Can it be a scam? Well, there is a chance they use your GPU for something else but... GPUGRID is a nvidia only project cause they had fail results with ati client. Now they have a project where ATI runs and runs much better than nvidia. What if not bitcoin mining can it be?

Sure, weird thing is that they don't have a donation address anywhere... you make ppl mine bitcoins but don't even place a simple address?

Strangely enough, I actually do know what I'm talking about. BOINC workunits do not connect to the internet during execution, a different client would be required for that. Workunits are certain collections of number crunching that are downloaded, processed - often without a constant internet connection - and re-uploaded when some number are complete.

The thread you linked to seems legitimate, but none of the posters seem to have a clear idea of exactly what bitcoin mining is. (and one thinks Bitcoins are used mainly for online gambling) The OP seems like he didn't actually create the website, he just discovered it. Still smells very, very fishy to me.


Title: Re: Donate@Home, Bitcoin and shared computing merge
Post by: Sukrim on February 13, 2012, 04:29:59 PM
http://boinc.berkeley.edu/trac/wiki/LowLatency

Seems to work for Bitcoin mining...
Still I'd like to see the sourcecode for that BOINC clinet first, before I run it.


Title: Re: Donate@Home, Bitcoin and shared computing merge
Post by: Gabi on February 13, 2012, 05:40:22 PM
BinaryMage:

Quote
we have found an interesting side project for gpugrid
Means that they have found something interesting for gpugrid AND they used it to make the side project donate@home

aka: they discovered bitcoin and said "wow, what if we make a side project and ask ppl to mine there to help fund us?"

Posters have no idea cause like no one of them, normal partecipants, know what bitcoin is. GDF is the project administrators and he know what it is of course.

How can this be fishy? GDF is the administrator of GPUGRID, and opened a thread on the GPUGRID forum.

As for how it work, the screenshot of slaveindebt clearly show how the application specify "internet connection required"


I still think this: you say that WU doesn't connect, but why not? WU just start a .exe application that crunch them. What the .exe do is not related to boinc or the wu. If the application happens to be a miner with the info to mine for a pool, it will just mine. Once wu reach 100% boinc shut it down and send it back for credits


Title: Re: Donate@Home, Bitcoin and shared computing merge
Post by: BinaryMage on February 13, 2012, 11:57:29 PM
BinaryMage:

Means that they have found something interesting for gpugrid AND they used it to make the side project donate@home

aka: they discovered bitcoin and said "wow, what if we make a side project and ask ppl to mine there to help fund us?"

Posters have no idea cause like no one of them, normal partecipants, know what bitcoin is. GDF is the project administrators and he know what it is of course.

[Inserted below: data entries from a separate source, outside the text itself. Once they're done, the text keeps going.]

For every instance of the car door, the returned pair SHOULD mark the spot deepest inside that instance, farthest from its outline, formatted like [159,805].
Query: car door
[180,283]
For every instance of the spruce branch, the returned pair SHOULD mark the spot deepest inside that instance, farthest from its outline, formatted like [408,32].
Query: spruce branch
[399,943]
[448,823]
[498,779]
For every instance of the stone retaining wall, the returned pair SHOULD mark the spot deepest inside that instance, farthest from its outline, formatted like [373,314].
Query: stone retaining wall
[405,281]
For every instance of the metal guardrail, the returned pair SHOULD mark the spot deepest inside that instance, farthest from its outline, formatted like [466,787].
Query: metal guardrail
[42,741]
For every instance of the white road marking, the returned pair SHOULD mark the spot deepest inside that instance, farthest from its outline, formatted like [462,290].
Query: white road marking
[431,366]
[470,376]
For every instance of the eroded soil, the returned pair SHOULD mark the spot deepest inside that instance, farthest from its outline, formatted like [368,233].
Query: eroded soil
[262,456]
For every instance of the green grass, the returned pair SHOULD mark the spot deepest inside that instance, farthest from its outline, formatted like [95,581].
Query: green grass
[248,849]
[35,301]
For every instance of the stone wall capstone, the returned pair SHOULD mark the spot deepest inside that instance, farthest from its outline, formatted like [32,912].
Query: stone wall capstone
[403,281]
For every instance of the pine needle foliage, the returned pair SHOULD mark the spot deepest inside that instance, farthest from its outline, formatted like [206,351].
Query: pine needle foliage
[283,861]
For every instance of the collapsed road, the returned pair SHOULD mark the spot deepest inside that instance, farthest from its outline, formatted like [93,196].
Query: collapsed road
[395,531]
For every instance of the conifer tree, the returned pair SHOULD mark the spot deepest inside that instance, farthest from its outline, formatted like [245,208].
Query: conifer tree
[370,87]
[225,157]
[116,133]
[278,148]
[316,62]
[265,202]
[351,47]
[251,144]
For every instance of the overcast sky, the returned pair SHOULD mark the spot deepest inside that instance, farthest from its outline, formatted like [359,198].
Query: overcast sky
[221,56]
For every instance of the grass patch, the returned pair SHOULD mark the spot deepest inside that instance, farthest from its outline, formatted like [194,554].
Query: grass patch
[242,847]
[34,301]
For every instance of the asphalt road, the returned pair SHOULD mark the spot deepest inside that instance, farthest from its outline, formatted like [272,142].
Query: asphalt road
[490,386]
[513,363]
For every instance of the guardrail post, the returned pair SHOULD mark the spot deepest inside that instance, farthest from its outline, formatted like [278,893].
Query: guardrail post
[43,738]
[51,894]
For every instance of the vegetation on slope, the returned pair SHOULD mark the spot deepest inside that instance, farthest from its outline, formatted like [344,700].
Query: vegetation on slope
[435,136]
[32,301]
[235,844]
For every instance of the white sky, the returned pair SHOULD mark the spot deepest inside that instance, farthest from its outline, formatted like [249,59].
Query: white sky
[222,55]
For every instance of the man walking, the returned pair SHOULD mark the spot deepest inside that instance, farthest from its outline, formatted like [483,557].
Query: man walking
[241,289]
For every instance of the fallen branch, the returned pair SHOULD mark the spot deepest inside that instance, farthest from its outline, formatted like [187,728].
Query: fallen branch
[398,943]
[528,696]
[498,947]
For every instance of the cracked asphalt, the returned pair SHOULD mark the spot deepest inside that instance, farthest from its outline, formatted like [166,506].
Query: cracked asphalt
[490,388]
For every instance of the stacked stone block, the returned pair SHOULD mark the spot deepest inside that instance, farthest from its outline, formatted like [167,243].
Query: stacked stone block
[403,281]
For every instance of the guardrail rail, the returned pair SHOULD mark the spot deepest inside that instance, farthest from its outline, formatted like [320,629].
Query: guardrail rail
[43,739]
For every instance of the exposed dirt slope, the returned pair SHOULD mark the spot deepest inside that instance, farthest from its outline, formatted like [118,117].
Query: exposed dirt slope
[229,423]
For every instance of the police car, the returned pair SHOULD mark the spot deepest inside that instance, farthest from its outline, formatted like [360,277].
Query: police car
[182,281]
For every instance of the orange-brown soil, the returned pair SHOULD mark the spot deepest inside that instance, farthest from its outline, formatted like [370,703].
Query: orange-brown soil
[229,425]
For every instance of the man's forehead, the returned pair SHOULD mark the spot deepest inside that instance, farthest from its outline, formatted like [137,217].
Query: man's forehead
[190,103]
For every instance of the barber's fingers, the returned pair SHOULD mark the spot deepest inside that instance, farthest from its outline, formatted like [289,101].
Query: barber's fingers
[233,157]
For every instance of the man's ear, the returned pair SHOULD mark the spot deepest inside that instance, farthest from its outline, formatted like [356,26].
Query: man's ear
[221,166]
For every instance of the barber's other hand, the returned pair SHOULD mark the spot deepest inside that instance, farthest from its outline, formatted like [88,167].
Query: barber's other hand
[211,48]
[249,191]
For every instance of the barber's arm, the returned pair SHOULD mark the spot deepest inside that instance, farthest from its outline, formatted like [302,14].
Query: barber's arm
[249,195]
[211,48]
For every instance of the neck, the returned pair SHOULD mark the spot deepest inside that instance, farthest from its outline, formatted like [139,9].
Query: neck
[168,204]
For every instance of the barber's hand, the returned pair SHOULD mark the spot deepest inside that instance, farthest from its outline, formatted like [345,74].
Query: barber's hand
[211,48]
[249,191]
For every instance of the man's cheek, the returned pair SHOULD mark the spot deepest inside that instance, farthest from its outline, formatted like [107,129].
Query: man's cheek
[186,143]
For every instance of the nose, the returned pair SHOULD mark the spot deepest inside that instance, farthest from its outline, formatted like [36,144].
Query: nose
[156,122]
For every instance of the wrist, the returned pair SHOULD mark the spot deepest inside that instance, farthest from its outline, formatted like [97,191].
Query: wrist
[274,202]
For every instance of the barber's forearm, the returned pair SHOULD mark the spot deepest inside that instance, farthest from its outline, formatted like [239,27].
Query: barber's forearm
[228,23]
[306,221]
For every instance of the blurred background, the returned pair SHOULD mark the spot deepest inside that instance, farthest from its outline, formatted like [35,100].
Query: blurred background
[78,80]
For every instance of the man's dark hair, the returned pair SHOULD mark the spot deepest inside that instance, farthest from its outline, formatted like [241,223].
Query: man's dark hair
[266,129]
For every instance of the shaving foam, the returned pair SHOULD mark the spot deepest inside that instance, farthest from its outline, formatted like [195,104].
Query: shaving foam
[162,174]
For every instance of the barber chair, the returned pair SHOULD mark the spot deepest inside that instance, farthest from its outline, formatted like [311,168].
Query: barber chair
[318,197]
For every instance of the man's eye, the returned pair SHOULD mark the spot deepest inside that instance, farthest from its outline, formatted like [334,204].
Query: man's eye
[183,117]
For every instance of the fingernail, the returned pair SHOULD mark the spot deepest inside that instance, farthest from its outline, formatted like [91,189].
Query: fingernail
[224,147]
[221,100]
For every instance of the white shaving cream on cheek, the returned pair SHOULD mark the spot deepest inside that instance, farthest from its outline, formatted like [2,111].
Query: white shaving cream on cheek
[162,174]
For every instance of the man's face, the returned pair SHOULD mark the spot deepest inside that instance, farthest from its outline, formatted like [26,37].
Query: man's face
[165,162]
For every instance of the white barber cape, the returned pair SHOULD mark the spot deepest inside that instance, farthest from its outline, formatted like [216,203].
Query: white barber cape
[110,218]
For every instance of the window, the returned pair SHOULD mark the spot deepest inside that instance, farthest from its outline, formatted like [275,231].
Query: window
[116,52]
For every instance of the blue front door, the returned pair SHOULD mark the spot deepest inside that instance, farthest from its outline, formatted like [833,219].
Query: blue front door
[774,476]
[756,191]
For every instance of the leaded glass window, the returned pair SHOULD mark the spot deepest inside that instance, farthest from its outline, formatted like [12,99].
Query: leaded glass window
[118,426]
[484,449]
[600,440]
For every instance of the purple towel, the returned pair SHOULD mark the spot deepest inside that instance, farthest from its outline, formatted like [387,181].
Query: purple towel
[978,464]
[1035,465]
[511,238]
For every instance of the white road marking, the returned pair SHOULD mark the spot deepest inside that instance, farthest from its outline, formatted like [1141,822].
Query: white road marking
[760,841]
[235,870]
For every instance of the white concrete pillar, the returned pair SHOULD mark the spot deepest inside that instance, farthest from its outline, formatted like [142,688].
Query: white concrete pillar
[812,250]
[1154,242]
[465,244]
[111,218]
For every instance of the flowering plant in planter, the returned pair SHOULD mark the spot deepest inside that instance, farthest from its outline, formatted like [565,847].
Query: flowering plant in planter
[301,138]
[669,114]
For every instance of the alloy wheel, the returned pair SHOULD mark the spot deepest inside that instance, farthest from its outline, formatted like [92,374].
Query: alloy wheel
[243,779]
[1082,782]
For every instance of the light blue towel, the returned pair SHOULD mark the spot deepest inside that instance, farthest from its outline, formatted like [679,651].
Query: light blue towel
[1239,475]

How can this be fishy? GDF is the administrator of GPUGRID, and opened a thread on the GPUGRID forum.

As for how it work, the screenshot of slaveindebt clearly show how the application specify "internet connection required"

I still think this: you say that WU doesn't connect, but why not? WU just start a .exe application that crunch them. What the .exe do is not related to boinc or the wu. If the application happens to be a miner with the info to mine for a pool, it will just mine. Once wu reach 100% boinc shut it down and send it back for credits

Fair point. I didn't look that screenshot over carefully enough; my own research on their website didn't pull up anything indicating that a constant net connection was required, but if it is, I can see how this would work. I stand corrected, thanks for illuminating me. ;D

I don't think it will have large adoption, though. I crunched for BOINC before I discovered Bitcoin, and the general attitude is quite anti-Bitcoin. Some believe it a scam, many don't know much about it - but most importantly, a vast majority consider it "unethical" compared to computing for science, which they do. On the GPUGRID thread, many responders were criticizing GPUGRID for associating with Bitcoin. I think likely that the majority of crunchers would rather just donate directly than run this project.